D’une main très sûre, pleine de maîtrise formelle, Matthieu Blanchin (Le val des ânes) encre de superbes planches où les hâchures ou l’utilisation du lavis ne manquent pas d’évoquer les photogravures aux tons sépias d’un Timothy O’Sullivan, d’un Alexander Gardner ou d’un Carleton Watkins. A cet égard, le fait que ces expéditions, durant lesquelles ces photographes se joignirent aux explorateurs pour donner du corps au grand mythe de l’Ouest sauvage, aient été commanditées par le gouvernement fédéral, au moment même où l’Amérique avait besoin de se reconstruire, après le traumatisme engendré par la Guerre de Sécession, est particulièrement révélateur.
Véritable réussite, la suite de ce triptyque s'annonce tout aussi prometteuse, en attendant la rencontre entre Calamity Jane et une autre légende du Far West, Wild Bill Hickok.
Avis portant sur la série:
C'est un véritable coup de coeur que voilà ! Je suis encore abasourdi par ma lecture. Vais-je m'en remettre ? Probablement ou pas... Cela fait parfois du bien de trouver une oeuvre de qualité. Il est vrai que cela se fait rare malgré la production actuelle qui n'est souvent pas très exigeante.
J'ai suivi avec un tel plaisir les aventures de Martha Jane Cannary autrement dit Calamity Jane. Sa vie a été passionnante à souhait. Ce récit se base sur son autobiographie et notamment des lettres qu'elle a laissées à sa fille. Cette dernière n'a découverte son origine familiale que bien des années plus tard. J'avais encore en tête une Calamity Jane criminelle et un peu folle dingue. Bref, l'image caricaturale que nous montrait à tort un album de la série Lucky Luke.

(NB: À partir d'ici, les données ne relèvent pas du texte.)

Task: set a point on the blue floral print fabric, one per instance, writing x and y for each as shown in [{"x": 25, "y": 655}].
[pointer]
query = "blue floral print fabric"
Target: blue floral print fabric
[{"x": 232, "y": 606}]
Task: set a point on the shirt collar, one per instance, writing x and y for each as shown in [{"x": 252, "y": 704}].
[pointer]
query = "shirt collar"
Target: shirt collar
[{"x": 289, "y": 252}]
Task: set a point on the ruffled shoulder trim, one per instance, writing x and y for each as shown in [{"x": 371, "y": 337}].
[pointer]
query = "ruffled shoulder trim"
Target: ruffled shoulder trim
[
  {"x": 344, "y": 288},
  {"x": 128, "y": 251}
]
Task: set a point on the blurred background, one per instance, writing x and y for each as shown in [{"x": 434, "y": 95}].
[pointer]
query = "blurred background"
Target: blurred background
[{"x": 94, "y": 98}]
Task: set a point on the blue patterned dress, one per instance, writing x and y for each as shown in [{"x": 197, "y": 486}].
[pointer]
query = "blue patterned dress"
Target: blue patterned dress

Dans cette oeuvre intelligente et sensible, on va découvrir la vérité sur sa vie ainsi que les autres facettes de ce personnage mythique de la conquête de l'Ouest. Ainsi par exemple, au-delà d'un langage masculin grossier qu'on lui prêtait, elle a été une femme très courageuse et une aventurière hors du commun. Elle a été par exemple la première femme blanche à pénétrer dans le territoire sacré des Black Hills alors contrôlés par les Sioux. Elle a accompli de nombreuses missions périlleuses pour l'armée. Elle a véritablement participé à la légende de l'Ouest. On lui prête même une relation amoureuse avec le célèbre Wild Bill qui sera d'ailleurs assez développée dans le second tome. Bref, Jane est devenue presque une légende ...
Cependant et plus encore, on découvre une jeune femme mal dans sa peau et qui a la lourde charge de s'occuper de sa famille alors que les deux parents viennent de mourir brutalement à un an d'intervalle. On a alors du mal à imaginer qu'elle va devenir cette aventurière un peu amazone qui va franchir la frontière des moeurs. C'est tout le parcours de cette femme pas comme les autres qui nous est retracé !
Ce premier tome est réellement une belle réussite avec un graphisme spontané impeccable. Ce n'est pas pour rien qu'il a été primé à Angoulême. Il est vrai que les textes semblent être écrits à la main. La raison réside dans le fait de donner un caractère plus authentique à ce récit autobiographique.
Cette trilogie intimiste nous réserve certainement encore de bonnes surprises. Je confirme avec un excellent second tome dont certains passages sont réellement déchirants d'émotion. Le dernier tome sera d'ailleurs le plus bouleversant notamment l'épisode des retrouvailles avec sa fille qui reste le fil conducteur de cette oeuvre. Pour autant, les auteurs ont su rester réalistes sans s'égarer dans le roman à l'eau de rose ou du trop beau pour être vrai.
On se rend compte que la vie de Calamity est étroitement liée avec celle de l'histoire de la conquête de l'Ouest qui se fera aux dépends des populations indiennes. Il ne vous reste plus qu'à plonger dans ce voyage au temps du western ! Une des meilleures biographies pleine de sentiments et d'énergie enthousiasmante. A découvrir !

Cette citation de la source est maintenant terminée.